この試験は、限局期SCLCにおける高用量1日に2回の胸部放射線治療を支持する貴重な証拠を提供しています。中央生存期間がほぼ2年間向上することは臨床的に意味があり、用量強化が局所腫瘍制御を最適化し、急性または長期毒性を大幅に増加させずに効果を発揮することを示唆しています。食道炎や肺炎の発症率が同等であることは、慎重な計画と現代の放射線治療実践において高用量の投与が達成可能であることを示しています。

制限点には、第II相設計とオープンラベルの性質が含まれており、これは患者管理や報告におけるバイアスを導入する可能性があります。また、サンプルサイズは比較的小さく、長期的な追跡調査が必要です。それでも、試験の実用的な包含基準と現代の画像診断・放射線治療技術の使用は、汎用性を高めています。

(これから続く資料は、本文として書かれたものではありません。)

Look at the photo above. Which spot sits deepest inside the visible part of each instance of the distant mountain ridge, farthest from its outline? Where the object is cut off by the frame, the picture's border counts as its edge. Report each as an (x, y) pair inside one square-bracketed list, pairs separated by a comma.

コンセンサスガイドラインは、限局期SCLCにおけるTRTの用量と分割の役割を徐々に認識していますが、効果と毒性のバランスを最適化する最適なレジメンについては議論の余地があります。この研究は、適格な患者に対する高用量1日に2回のTRTの検討を支持し、より大規模な第III相試験の確認を待つことなく、現在の標準的な治療を変える可能性があります。

結論

限局期小細胞肺癌の患者において、1日に2回40分割で60 Gyの胸部放射線治療は、標準用量30分割で45 Gyと比較して、急性または長期の重篤な毒性を増加させることなく、全生存期間を有意に改善します。これらの知見は、この攻撃的な疾患における局所腫瘍制御を改善するための実践的な戦略として、胸部放射線治療の用量強化を奨励します。さらなる第III相試験と長期観察が必要です。

参考文献

Grønberg BH, Killingberg KT, Fløtten Ø, Bjaanæs MM, Brustugun OT, Madebo T, Langer SW, Risumlund SL, Schytte T, Helbekkmo N, Neumann K, Yksnøy Ø, Engleson J, Fluge S, Naustdal T, Giske LE, Nyman J, Tsakonas G, Halvorsen TO. 高用量と標準用量1日に2回の胸部放射線治療の比較:限局期SCLCにおける最終生存データ、長期毒性、再発パターンに関するランダム化オープンラベル第II相試験. J Thorac Oncol. 2025 Aug;20(8):1108-1119. doi: 10.1016/j.jtho.2025.04.007. Epub 2025 Apr 19. PMID: 40258573.